Here's what I wish. I wish that the blogosphere could think in less dispositional terms. When Gordon, or anyone else, writes a bad article, we tend to attack them on dispositional terms; Gordon failed because he's a friend of the administration, an arrogant stenographer, a neocon, etc. We don't have a vocabulary that, for lack of a better phrase, allows us to hate the sin and love the sinner. I love the blogosphere, but I loathe this aspect of it. A few weeks ago, we all had a terrific rage fest against the hack pundit Joe Klein. Then, Klein started to write things that we liked, and the declarations of hackishness and bad faith went away. I still think that Joe Klein is a hack, but that's rather beside the point; he's either a hack or he's not, and just because he starts directing his hackery in directions we like doesn't change that fact. Same thing with the various writers for the New Republic, the blogospheric reaction to whom vacillates wildly between "foul servant of Dark Lord Peretz" and "Oh, hey, that's an interesting point". To use a nearer and dearer example, only part of what makes me loathe Mickey Kaus is his political position; much more irritating to me is his manifest inability to convey a thought in writing and his trivial approach to political questions.

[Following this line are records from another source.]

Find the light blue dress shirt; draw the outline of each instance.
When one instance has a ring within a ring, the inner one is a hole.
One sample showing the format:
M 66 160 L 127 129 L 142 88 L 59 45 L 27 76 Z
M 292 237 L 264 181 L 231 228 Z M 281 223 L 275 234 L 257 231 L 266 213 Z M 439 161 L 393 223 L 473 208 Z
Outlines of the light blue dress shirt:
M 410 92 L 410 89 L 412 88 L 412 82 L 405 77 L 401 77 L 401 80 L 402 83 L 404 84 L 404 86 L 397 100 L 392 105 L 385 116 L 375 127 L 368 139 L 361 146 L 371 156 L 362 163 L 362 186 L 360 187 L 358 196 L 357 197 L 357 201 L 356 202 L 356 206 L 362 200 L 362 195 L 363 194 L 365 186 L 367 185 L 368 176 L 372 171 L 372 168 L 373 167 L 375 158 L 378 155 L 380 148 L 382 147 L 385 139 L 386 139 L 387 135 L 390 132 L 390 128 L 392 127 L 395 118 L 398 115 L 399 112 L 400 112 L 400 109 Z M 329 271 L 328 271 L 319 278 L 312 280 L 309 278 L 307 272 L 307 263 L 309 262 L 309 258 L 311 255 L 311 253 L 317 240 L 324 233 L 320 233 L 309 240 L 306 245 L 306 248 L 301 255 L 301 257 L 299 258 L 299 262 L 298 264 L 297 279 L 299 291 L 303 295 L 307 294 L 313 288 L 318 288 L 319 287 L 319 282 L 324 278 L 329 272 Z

Maureen Dowd elicits a similar response. We love and quote her when she delivers a scathing attack on Cheney and Bush, then revile her for her snearing, mean girl attacks on the Clintons, which, in fact got her a Pulitzer, believe it or not. But unlike Mickey Kaus, Dowd actually has real power because, not only can she unleash a devastating hit, she has the entire New York Times behind her. Her kneecapping of Al Gore helped get the Miserable Failure elected. Her taking Bush down now seems a case of a dollar short and a day late. In 2000, she was a key ingredient in the mistaken impression that Gore was a "serial exaggerator," just another "liar" like Clinton, and an out-of-touch elitist whose ever shape-changing was so much in contrast to the "authentic" guy you'd like to invite to your BBQ, George W. Bush. She harped on that week after week and it had real consequences. I still like reading Dowd, she's funny and can write, but the blogosphere exists to make sure she's not attacking our candidates for things they never said. Yeah, it's her job to nab them when they do come across as petty or inauthentic, but she is to be reviled if she's simply making shit up, because as you can see from the link, a lot of other "opinion leaders" jump in the car with her when she does.

So, back to Mr. Farley, it's a troubling characteristic of the blogosphere, but in the case of writers like Klein and Dowd, who have privileged seats in the media pantheon, the tendency to attack them in "dispositional terms" is probably necessary and certainly unavoidable.